Double staining with rho (green) and epsilon (red) probes

reveals significant colocalization (merge).


Hiroki Nagai and Guojun Sheng of the Laboratory for Early Embryogenesis now report that the ρ and ε globins not only co-transcribe, but do so in an apparently coordinated manner. These findings, published in the journal PLoS One, point to an alternative to one extant model for beta globin transcription in the mouse, which proposes that the transcription of these genes is sequential and mutually exclusive.

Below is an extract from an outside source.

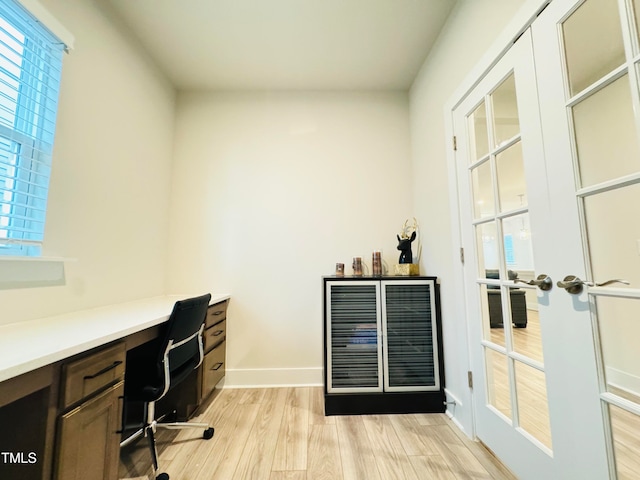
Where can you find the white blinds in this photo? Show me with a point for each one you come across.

Nagai and Sheng began by using in situ hybridization to assess whether both, one or neither of the copies of the ρ and ε globins were transcriptionally active in the primitive blood cells of a stage 10 chicken embryo, and found that both loci of a given beta globin gene in any given nucleus tended to make similar decisions regarding transcription. This then raised the question of how the two genes are transcribed in relation to each other at this stage of development. The results of double FISH analyses using ρ(+/-) and ε(+/-) nuclei revealed not only that these genes overwhelmingly tend to be co-transcribed, but that this co-transcription is cooperative: of all loci in which at least one signal was detected for either ρ or ε, more than 80% were positive for both. “We think this shows quite clearly that the majority of loci are concurrently transcribing both rho and epsilon in the embryo,” says Sheng.

The evidence for simultaneous transcription of two beta globin genes in a single locus challenges some long-held views about the nature of beta globin expression, which plays out sequentially with different genes in the same locus preferentially transcribed at different stages in development to meet the changing oxygen demands of the organism. And, as the beta globins have served for decades as a workhorse system for studies of molecular biology and genetics, the implications for our understanding of transcriptional activation may be far-reaching.

“For me, this study leads to some interesting questions about when we can truly say a gene has been 'switched on,'” says Sheng. “From what we're seeing here, what people have been calling the on state for a beta globin is really more of a cumulative effect of multiple factors influencing the abundance of transcript and any given time. Of course, that leaves open the question of what is happening when you have an open locus and all the necessary transcription factors to activate a gene? There is probably some key additional step that we don't understand well.”